Ponte dos Suspiros: a última visão dos condenados ao fim na prisão

Ponte dos Suspiros: a última visão dos condenados ao fim na prisão

Já no final da tarde, cruzamos com um senhor que começou a conversar com a gente no seu belo italiano. Ele começou nos perguntando de onde éramos e o que estávamos fazendo ali com tanto equipamento. Explicamos que somos jornalistas brasileiras. Foi aí que ele embalou na conversa, explicando Tim-tim por tim-tim de sua bela cidade. Nos levou para alguns lugares que ele acha indispensável conhecer em Veneza. E até nos indicou qual dos cantores que passavam nas gôndolas eram bons ou ruins. Quem conhece pode opinar, não é seu Bartolomeu?

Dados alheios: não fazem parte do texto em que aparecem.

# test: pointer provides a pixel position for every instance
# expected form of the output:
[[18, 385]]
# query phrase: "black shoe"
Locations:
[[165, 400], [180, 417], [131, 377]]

Andamos por mais de nove horas quase sem parar. Já exaustas, paramos para comer um pedaço de pizza. Estando na Itália, precisávamos provar a original. Que delícia! Mas não muito diferente das que comemos no Brasil, apenas um pouco menos recheadas e com a massa bem fininha. Satisfeita a vontade, seguíamos pela Praça da Academia, quando Patrícia viu um doce na vitrine de um restaurante e parou para nos mostrar. O proprietário logo percebeu o nosso interesse, perguntou de onde éramos e todo hospitaleiro nos ofereceu uma pizza. Como recusar tanta gentileza?

De volta finalmente para o carro, resolvemos passar a noite ali mesmo... uma tempestade se aproximava, pelo menos era o que parecia com tanto vento que soprava. A chuva que esperávamos grande foi bem calma, quase um chuvisco. O pior foi passar a noite em um estacionamento com toda a estrutura de camping (água, luz, banheiros com chuveiro) e não ter como aproveitar a energia elétrica. Tentamos de todo modo, mas parece que o cabo ou alguma coisa no mecanismo do carro não está funcionando. Que pena! Precisamos arrumar isso o quanto antes, não podemos ficar muito tempo sem dar uma carga no carro. Agora, merecemos um descanso e uma água com sal para relaxar os pés....zzzz!